A doctor writes a prescription and the patient gladly goes to the pharmacy thinking "oh boy! I have drugs!" or "Oh boy, I will no longer be in so much pain that I want to kill myself". Whatever the case may be, the doctor deems a certain treatment plan will help the patient.

The insurance company will sometimes tell the pharmacist to tell us that we need a "prior authorization" that can either be approved or denied. It is basically a form stating a medical necessity. As if the prescription itself wasn't proof enough.

So the doctor and I fill out this stupid form and fax it back and sometimes, just SOMETIMES it gets approved.

I just wonder, however, why not prescribe a different drug? The thing I see most often is MassHealth patients being denied for a simple Lidoderm patch that is a topical pain reliever. Maybe there is no substitute, I don't know, I don't have an M.D. yet. But I've only been working here since late September and I know that MH and lidoderm never gets approved. So why would you prescribe this if you know the patient has masshealth. I write their insurance information on the person's chart when they come in. I don't understand.

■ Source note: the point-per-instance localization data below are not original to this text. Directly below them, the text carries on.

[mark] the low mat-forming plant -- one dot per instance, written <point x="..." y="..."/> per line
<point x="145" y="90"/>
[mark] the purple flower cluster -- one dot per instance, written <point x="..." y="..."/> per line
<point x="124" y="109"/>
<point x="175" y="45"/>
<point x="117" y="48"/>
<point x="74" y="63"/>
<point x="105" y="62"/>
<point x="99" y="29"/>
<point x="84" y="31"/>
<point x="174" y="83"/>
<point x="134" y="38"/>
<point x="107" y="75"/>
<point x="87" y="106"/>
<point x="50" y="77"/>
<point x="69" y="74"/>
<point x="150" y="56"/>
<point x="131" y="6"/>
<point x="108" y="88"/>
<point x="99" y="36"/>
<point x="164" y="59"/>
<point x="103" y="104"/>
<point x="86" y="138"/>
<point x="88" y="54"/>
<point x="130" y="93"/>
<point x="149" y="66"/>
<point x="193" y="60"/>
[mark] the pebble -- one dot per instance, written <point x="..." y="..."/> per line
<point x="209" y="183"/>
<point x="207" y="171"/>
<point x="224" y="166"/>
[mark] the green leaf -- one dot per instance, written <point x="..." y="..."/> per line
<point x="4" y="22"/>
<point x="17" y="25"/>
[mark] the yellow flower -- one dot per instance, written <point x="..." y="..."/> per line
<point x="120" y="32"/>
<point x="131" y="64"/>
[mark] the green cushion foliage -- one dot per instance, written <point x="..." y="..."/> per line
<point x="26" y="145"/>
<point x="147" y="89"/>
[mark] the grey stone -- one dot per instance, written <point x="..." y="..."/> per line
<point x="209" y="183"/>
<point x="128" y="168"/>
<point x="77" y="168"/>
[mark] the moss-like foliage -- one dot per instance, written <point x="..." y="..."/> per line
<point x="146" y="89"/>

Another instance is approving MRI's. I know that doctors order unnecessary costly tests now-a-days. We are a department full of specialists so these patients are here because a) people don't know what to do with them b) they are drugies and other departments won't appease them any longer c)they truly are in horendous amounts of pain. If they need an MRI they aren't fucking around. They need to see a patient's insides because old MRI films are out of date. The situation could change.

A person with a slipped disk could get worse and the doctor needs to know how much worse. When we screw around with Prior Authorizations, it takes up everyone's time. It takes 24 hours sometimes to get approval or more depending on lots of beaurocratic bullshit factors. If you've ever had a pinched nerve you'll know that waiting for that approval seems like eternity.

Second: shots and procedures. This is the one that boggles my mind the most. Fine, medications we'll proove to you that this patient needs it and you'll pay for it like a good little insurance company. Sometimes they will approve a botox injection procedure but not the botox medication itself. This is not for cosmetic purposes, the chief of this department gives botox shots to cerebral palsy, and muscular dystrophy patients to calm their muscle spasms. They are bound to a wheelchair and need 24 hour care, their quality of life depends on this medication.

How is it that an insurance company can approve the procedure and not the medication? It's not like the patient has a secondary insurance plan, it's all the same. The doctor might as well shoot a placebo into the patient.

If insurance companies are there for sick people and aren't helping the people that need coverage the most, what is the point? I don't know if this adds to the healthcare debate going on right now with this new bill, I haven't looked into it. I should.